Responding to an email with "serious anomalies",transferring personal data, blocks reimbursement by the bank: French Cour de cassation, July 1st 2020

Phishing is a devastating form of cyber criminality by sending emails appearing to come from a legitimate body in order to obtain from the individual private information (e.g. passphrase, credit card number or other account updates), used then by the perpetrators to commit identity theft.

What can be done against this quite classical behavior (identity theft) multiplied by digital technology?

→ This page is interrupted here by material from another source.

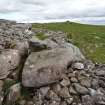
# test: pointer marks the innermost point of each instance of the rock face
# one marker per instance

4 solutions to fight against the Cyber- Criminality of phishing

• Punish the perpetrator
• Organize the reimbursement of damage
• Create incitements to prevent phishing
• Educate everyone

Punishing the perpetrators ... It is always legally possible in Criminal Law through general qualifications (in U.S.) or vert specific laws (for instance in France). But it is very hard to find these perpetrators, to punish them in Criminal Law or in Civil Law. Even if they were found, the proof of intentionality is an obstacle.

Creating incitements to prevent the phishing efficiency is noticed when Regulation, Compliance Law and case law in Ex Ante ask enterprises to secure their information network but also in Ex Post condemn them when personal data are stolen: the perspective to be condemned, for instance for a bank, if its clients' personal data are stolen by phishing, is a strong incentive to organize in the future strong processes of security: that is the Ex Ante effect of the Ex Post decision,

Moreover and by nature, Tort Law has another double effect, not only in Ex Post and Ex Ante but also on clients, on firms, on markets: being obliged to repair the damages victim (here, the client) incites the person in position of power (here, the bank) to take general dispositions for prevent a new similar situation (here a new phishing): in this way, the company protects itself, the victim and the society. This is a systemic effect, emphasized by Law & Economics.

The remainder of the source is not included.